About the job Senior AI/ML Engineer (GenAI & LLM Systems)
About the Role
TEKHQS is seeking a Senior AI/ML Engineer to design, fine-tune, and deploy production-grade Generative AI and LLM-powered systems. This role is ideal for engineers who have shipped real-world ML systems, understand modern transformer architectures, and can operate across the full ML lifecycle—from data and training to inference and optimization.
You will work on scalable AI platforms, enterprise-grade GenAI solutions, and intelligent systems integrated into Web, ERP, and enterprise workflows. This is a hands-on role with strong ownership and architectural influence.
Key Responsibilities
- Design, fine-tune, and optimize transformer-based models (GPT, LLaMA, Mistral, T5) for production use cases.
- Build and maintain end-to-end GenAI pipelines: data processing, training, evaluation, deployment, and monitoring.
- Implement Retrieval-Augmented Generation (RAG) systems using vector databases and hybrid search.
- Optimize inference for latency, throughput, and cost efficiency.
- Work with multi-modal AI (text, embeddings, images, audio where applicable).
- Integrate AI services into enterprise applications, ERP systems, and SaaS platforms.

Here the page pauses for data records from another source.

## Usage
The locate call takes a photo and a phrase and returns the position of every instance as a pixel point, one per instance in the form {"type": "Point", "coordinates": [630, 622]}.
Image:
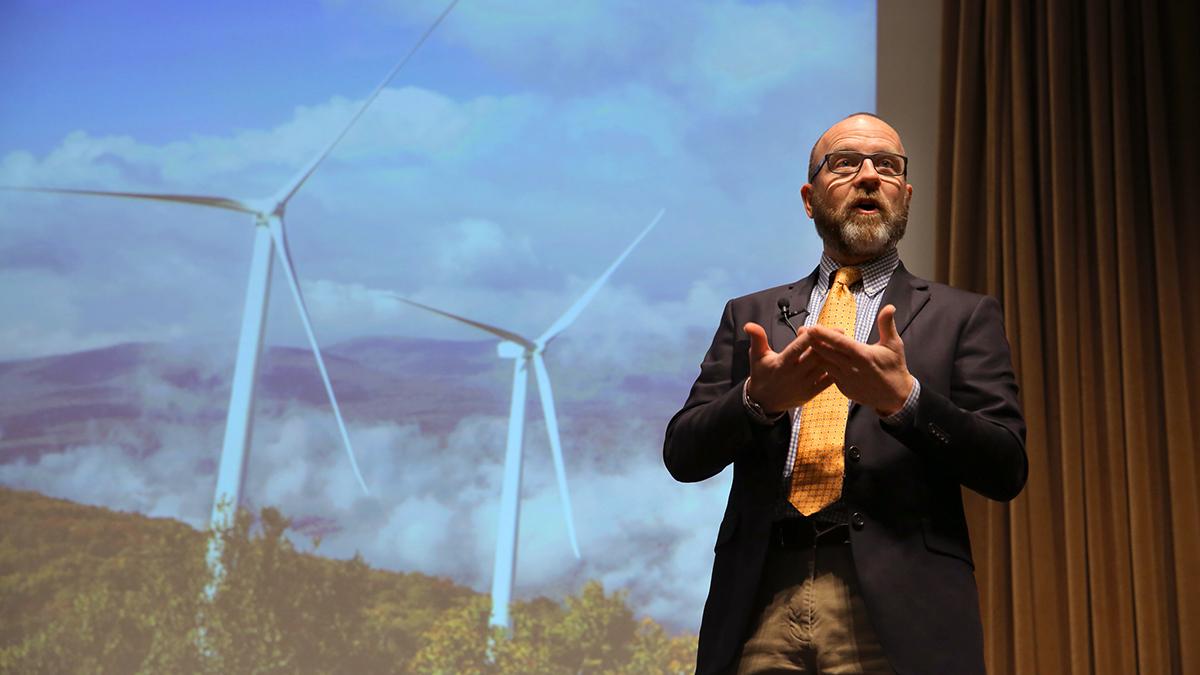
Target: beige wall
{"type": "Point", "coordinates": [907, 64]}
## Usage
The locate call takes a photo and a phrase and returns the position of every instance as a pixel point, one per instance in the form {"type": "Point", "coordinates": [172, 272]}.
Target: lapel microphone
{"type": "Point", "coordinates": [784, 314]}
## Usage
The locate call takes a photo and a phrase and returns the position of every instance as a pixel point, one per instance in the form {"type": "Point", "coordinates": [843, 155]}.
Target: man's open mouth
{"type": "Point", "coordinates": [865, 205]}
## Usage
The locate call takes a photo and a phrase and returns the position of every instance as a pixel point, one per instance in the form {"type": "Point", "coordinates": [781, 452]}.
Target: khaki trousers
{"type": "Point", "coordinates": [810, 617]}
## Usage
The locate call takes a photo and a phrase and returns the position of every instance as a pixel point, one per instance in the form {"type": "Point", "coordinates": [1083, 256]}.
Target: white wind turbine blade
{"type": "Point", "coordinates": [556, 446]}
{"type": "Point", "coordinates": [294, 185]}
{"type": "Point", "coordinates": [573, 312]}
{"type": "Point", "coordinates": [486, 327]}
{"type": "Point", "coordinates": [197, 199]}
{"type": "Point", "coordinates": [281, 248]}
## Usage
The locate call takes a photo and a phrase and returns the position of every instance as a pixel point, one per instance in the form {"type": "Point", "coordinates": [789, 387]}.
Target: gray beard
{"type": "Point", "coordinates": [852, 234]}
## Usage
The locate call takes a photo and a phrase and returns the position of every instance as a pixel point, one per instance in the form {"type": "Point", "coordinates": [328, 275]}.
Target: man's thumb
{"type": "Point", "coordinates": [759, 345]}
{"type": "Point", "coordinates": [887, 324]}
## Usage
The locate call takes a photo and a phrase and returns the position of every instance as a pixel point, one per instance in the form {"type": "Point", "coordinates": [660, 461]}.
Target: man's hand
{"type": "Point", "coordinates": [874, 375]}
{"type": "Point", "coordinates": [784, 380]}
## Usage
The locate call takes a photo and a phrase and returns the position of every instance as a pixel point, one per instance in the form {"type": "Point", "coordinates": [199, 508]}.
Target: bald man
{"type": "Point", "coordinates": [853, 406]}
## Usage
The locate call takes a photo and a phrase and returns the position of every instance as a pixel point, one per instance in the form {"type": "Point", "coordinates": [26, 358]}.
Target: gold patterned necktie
{"type": "Point", "coordinates": [816, 475]}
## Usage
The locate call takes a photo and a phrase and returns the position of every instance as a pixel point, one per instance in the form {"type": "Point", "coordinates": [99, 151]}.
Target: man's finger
{"type": "Point", "coordinates": [831, 341]}
{"type": "Point", "coordinates": [834, 356]}
{"type": "Point", "coordinates": [887, 323]}
{"type": "Point", "coordinates": [759, 345]}
{"type": "Point", "coordinates": [796, 347]}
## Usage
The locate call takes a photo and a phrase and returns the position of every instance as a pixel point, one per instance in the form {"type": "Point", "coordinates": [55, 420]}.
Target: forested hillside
{"type": "Point", "coordinates": [89, 590]}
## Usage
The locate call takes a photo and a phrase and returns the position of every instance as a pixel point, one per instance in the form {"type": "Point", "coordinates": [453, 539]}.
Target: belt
{"type": "Point", "coordinates": [797, 533]}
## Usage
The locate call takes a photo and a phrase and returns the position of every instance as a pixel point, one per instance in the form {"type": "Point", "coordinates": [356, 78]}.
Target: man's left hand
{"type": "Point", "coordinates": [874, 375]}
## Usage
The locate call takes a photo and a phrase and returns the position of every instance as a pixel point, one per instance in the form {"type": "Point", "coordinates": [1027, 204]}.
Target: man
{"type": "Point", "coordinates": [844, 545]}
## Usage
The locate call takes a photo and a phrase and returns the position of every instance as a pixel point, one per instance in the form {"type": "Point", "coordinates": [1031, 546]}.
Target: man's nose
{"type": "Point", "coordinates": [867, 173]}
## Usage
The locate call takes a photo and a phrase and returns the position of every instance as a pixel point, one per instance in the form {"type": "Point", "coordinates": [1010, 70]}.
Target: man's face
{"type": "Point", "coordinates": [862, 215]}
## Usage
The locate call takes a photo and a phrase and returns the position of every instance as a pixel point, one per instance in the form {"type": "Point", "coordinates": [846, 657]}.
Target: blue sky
{"type": "Point", "coordinates": [499, 173]}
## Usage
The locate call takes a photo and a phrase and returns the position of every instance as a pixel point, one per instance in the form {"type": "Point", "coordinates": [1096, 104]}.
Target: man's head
{"type": "Point", "coordinates": [859, 214]}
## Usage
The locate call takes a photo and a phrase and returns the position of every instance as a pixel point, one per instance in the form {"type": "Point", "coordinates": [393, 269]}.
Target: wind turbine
{"type": "Point", "coordinates": [526, 352]}
{"type": "Point", "coordinates": [270, 239]}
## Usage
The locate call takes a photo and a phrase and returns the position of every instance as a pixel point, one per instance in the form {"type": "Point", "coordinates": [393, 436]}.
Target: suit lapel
{"type": "Point", "coordinates": [797, 294]}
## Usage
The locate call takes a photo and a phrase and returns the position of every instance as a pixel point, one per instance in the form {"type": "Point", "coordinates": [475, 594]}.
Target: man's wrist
{"type": "Point", "coordinates": [907, 410]}
{"type": "Point", "coordinates": [755, 408]}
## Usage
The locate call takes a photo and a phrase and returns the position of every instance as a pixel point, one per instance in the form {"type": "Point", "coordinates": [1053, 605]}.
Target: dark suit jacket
{"type": "Point", "coordinates": [909, 532]}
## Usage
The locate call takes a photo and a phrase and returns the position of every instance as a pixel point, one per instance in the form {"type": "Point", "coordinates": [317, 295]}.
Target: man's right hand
{"type": "Point", "coordinates": [781, 381]}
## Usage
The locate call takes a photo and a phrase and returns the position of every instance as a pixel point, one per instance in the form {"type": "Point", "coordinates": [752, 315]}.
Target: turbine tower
{"type": "Point", "coordinates": [526, 353]}
{"type": "Point", "coordinates": [270, 240]}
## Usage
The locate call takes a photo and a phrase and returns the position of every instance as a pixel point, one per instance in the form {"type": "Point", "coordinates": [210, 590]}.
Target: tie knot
{"type": "Point", "coordinates": [847, 275]}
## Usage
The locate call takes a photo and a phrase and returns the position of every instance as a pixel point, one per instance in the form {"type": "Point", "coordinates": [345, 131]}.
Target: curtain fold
{"type": "Point", "coordinates": [1068, 153]}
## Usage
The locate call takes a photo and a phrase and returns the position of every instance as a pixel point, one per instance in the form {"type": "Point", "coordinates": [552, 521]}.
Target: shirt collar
{"type": "Point", "coordinates": [876, 273]}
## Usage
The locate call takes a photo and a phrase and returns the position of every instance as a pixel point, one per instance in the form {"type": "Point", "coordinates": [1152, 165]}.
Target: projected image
{"type": "Point", "coordinates": [415, 286]}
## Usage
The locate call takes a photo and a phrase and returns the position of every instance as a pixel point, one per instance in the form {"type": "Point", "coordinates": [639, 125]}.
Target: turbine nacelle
{"type": "Point", "coordinates": [509, 350]}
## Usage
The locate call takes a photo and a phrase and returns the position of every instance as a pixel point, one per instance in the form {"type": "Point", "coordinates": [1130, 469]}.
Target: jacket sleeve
{"type": "Point", "coordinates": [713, 425]}
{"type": "Point", "coordinates": [976, 431]}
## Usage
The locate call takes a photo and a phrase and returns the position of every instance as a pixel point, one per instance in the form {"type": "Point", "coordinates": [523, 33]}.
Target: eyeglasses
{"type": "Point", "coordinates": [847, 162]}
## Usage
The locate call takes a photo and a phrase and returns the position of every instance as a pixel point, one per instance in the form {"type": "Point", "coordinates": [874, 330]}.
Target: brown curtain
{"type": "Point", "coordinates": [1069, 189]}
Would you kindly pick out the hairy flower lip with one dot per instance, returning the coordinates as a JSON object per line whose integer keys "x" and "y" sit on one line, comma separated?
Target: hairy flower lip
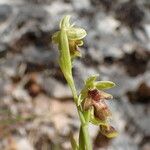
{"x": 98, "y": 95}
{"x": 108, "y": 131}
{"x": 101, "y": 111}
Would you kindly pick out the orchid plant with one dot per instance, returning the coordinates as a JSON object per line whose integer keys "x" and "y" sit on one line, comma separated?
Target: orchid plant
{"x": 90, "y": 102}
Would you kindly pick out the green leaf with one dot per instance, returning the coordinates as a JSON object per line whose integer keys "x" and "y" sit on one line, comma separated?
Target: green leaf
{"x": 102, "y": 85}
{"x": 73, "y": 142}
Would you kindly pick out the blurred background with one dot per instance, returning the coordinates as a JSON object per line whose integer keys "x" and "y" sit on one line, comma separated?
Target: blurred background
{"x": 36, "y": 107}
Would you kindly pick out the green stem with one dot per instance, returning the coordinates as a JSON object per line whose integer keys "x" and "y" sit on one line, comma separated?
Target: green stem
{"x": 86, "y": 137}
{"x": 84, "y": 124}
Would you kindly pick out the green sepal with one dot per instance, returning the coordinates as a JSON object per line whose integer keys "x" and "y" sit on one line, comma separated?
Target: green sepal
{"x": 102, "y": 85}
{"x": 55, "y": 37}
{"x": 79, "y": 101}
{"x": 87, "y": 115}
{"x": 95, "y": 120}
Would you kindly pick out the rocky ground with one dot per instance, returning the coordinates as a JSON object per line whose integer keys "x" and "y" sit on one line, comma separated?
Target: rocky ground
{"x": 36, "y": 108}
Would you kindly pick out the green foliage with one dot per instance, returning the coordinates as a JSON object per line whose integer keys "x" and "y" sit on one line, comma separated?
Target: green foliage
{"x": 69, "y": 38}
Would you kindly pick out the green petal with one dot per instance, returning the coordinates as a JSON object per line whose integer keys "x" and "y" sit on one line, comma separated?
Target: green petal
{"x": 102, "y": 85}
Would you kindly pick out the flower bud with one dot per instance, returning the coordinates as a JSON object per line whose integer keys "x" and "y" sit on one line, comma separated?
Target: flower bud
{"x": 108, "y": 131}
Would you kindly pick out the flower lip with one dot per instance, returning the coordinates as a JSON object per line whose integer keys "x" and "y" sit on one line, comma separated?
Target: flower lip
{"x": 94, "y": 94}
{"x": 98, "y": 95}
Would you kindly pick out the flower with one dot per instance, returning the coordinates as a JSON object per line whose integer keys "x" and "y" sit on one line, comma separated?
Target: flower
{"x": 108, "y": 131}
{"x": 96, "y": 99}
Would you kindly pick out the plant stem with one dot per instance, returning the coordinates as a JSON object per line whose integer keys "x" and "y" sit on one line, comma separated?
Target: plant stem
{"x": 84, "y": 124}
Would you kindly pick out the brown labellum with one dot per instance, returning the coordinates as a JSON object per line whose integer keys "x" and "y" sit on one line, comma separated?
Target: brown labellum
{"x": 101, "y": 110}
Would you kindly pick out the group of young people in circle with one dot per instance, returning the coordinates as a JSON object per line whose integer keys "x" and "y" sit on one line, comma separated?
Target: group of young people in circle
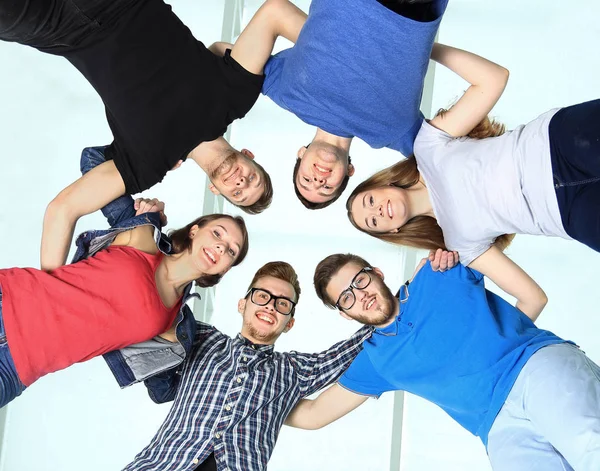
{"x": 467, "y": 187}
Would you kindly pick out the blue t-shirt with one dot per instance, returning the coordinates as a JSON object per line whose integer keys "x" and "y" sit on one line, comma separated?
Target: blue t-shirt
{"x": 357, "y": 69}
{"x": 453, "y": 343}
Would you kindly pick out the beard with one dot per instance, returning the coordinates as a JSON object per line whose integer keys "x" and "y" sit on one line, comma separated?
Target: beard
{"x": 259, "y": 335}
{"x": 383, "y": 313}
{"x": 224, "y": 166}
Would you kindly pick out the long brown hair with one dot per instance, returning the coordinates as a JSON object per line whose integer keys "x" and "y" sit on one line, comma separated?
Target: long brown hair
{"x": 422, "y": 232}
{"x": 180, "y": 241}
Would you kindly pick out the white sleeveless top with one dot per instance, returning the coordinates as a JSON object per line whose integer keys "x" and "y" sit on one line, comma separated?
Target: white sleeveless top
{"x": 483, "y": 188}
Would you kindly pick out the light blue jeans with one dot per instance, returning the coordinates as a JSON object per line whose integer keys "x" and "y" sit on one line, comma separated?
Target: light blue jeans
{"x": 551, "y": 418}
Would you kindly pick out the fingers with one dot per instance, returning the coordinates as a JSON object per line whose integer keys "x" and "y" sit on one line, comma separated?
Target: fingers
{"x": 442, "y": 260}
{"x": 147, "y": 205}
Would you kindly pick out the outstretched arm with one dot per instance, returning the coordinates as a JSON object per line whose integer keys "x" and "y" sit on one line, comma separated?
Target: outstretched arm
{"x": 335, "y": 402}
{"x": 510, "y": 277}
{"x": 487, "y": 80}
{"x": 274, "y": 18}
{"x": 91, "y": 192}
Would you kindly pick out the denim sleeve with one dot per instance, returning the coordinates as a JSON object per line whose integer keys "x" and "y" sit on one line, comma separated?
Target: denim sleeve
{"x": 163, "y": 386}
{"x": 117, "y": 210}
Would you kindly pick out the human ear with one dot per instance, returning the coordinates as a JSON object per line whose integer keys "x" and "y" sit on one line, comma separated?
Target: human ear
{"x": 241, "y": 305}
{"x": 301, "y": 152}
{"x": 350, "y": 171}
{"x": 193, "y": 231}
{"x": 213, "y": 189}
{"x": 289, "y": 325}
{"x": 248, "y": 154}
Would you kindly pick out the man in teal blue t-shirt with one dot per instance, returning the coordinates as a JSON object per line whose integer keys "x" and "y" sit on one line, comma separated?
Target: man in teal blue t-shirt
{"x": 356, "y": 70}
{"x": 532, "y": 397}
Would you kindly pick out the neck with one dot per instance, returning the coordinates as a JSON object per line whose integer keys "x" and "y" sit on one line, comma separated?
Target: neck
{"x": 395, "y": 310}
{"x": 419, "y": 202}
{"x": 210, "y": 155}
{"x": 177, "y": 271}
{"x": 342, "y": 143}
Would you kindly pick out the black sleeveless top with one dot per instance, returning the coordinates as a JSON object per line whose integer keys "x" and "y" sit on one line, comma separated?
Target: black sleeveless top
{"x": 163, "y": 90}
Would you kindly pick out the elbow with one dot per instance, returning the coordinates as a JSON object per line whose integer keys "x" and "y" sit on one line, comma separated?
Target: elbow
{"x": 62, "y": 208}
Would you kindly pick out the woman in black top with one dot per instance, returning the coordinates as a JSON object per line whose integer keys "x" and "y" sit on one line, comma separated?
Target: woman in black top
{"x": 167, "y": 96}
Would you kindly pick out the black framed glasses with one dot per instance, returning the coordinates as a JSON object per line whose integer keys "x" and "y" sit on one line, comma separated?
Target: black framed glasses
{"x": 262, "y": 297}
{"x": 360, "y": 281}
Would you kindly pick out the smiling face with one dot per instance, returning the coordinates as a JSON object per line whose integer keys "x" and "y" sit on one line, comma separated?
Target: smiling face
{"x": 375, "y": 304}
{"x": 263, "y": 324}
{"x": 238, "y": 179}
{"x": 216, "y": 246}
{"x": 381, "y": 210}
{"x": 322, "y": 169}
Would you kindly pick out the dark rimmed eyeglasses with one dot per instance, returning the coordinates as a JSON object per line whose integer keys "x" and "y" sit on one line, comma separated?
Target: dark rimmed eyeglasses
{"x": 360, "y": 281}
{"x": 262, "y": 297}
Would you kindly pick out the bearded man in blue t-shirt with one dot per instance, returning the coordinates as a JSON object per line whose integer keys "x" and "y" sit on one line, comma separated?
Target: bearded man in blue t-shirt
{"x": 357, "y": 69}
{"x": 532, "y": 397}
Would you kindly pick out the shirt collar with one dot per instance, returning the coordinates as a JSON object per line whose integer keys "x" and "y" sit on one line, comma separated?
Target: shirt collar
{"x": 265, "y": 349}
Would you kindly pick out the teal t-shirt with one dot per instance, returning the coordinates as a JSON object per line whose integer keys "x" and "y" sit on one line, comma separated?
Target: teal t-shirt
{"x": 357, "y": 69}
{"x": 453, "y": 343}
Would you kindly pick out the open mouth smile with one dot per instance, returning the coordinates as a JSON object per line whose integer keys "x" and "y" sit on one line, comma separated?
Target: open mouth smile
{"x": 210, "y": 256}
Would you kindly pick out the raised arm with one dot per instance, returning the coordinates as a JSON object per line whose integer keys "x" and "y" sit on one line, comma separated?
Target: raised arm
{"x": 335, "y": 402}
{"x": 531, "y": 299}
{"x": 487, "y": 80}
{"x": 121, "y": 208}
{"x": 274, "y": 18}
{"x": 95, "y": 189}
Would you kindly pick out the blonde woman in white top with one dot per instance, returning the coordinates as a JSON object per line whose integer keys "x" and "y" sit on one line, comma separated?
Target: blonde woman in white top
{"x": 471, "y": 186}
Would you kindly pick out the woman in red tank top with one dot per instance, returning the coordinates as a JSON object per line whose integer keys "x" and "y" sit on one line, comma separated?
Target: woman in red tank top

- Collaborate with product, backend, and cloud teams to deliver scalable AI solutions.
- Apply best practices in ML governance, security, and responsible AI.
Required Skills & Experience
Core AI / ML
- Strong experience with PyTorch and transformer architectures.
- Hands-on experience with LLMs, embeddings, fine-tuning (LoRA/QLoRA), and prompt engineering.
- Solid understanding of training vs inference tradeoffs, evaluation metrics, and model behavior.
GenAI & Systems
- Experience with RAG pipelines, vector databases (Pinecone, Weaviate, FAISS, Chroma).
- Familiarity with RLHF concepts (DPO, PPO, reward modeling) is a plus.
- Tokenization concepts (BPE, SentencePiece, Tiktoken).
Model Optimization & Deployment
- Quantization and optimization techniques (GPTQ, AWQ, int8, fp16).
- Model serving using vLLM, Triton, HuggingFace TGI, or similar.
- Experience deploying models on AWS, Azure, or GCP.
Data & Infrastructure
- Distributed training or inference using DeepSpeed, FSDP, Accelerate.
- Data pipelines using Parquet, WebDataset, or cloud storage.
- CI/CD for ML workflows.
Software Engineering
- Strong Python engineering practices.
- Docker and Kubernetes for ML workloads.
- Experience with monitoring, logging, and profiling ML systems.
Nice to Have
- Experience with ERP-integrated AI solutions (NetSuite, SAP, Dynamics).
- Exposure to multi-agent systems, orchestration frameworks, or AutoGen/LangGraph.
- Open-source contributions or published technical work.
Qualifications
- Bachelors or Masters degree in Computer Science, AI, Data Science, or related field.
- 4+ years of professional ML experience, with 3+ years in GenAI/LLMs.
- Proven experience deploying AI systems to production.
About TEKHQS
TEKHQS is a global technology solutions provider headquartered in Lake Forest, California, with a delivery team of 300+ professionals across Pakistan and other regions. We specialize in:
- Web & Mobile Development (Web 2.0)
- Blockchain & Web 3.0 Solutions
- AI/ML & Generative AI Systems
- ERP Services as a certified partner of SAP S/4HANA, Oracle NetSuite, and Microsoft Dynamics 365
We deliver enterprise-grade solutions across implementation, integration, customization, training, support, and staff augmentation.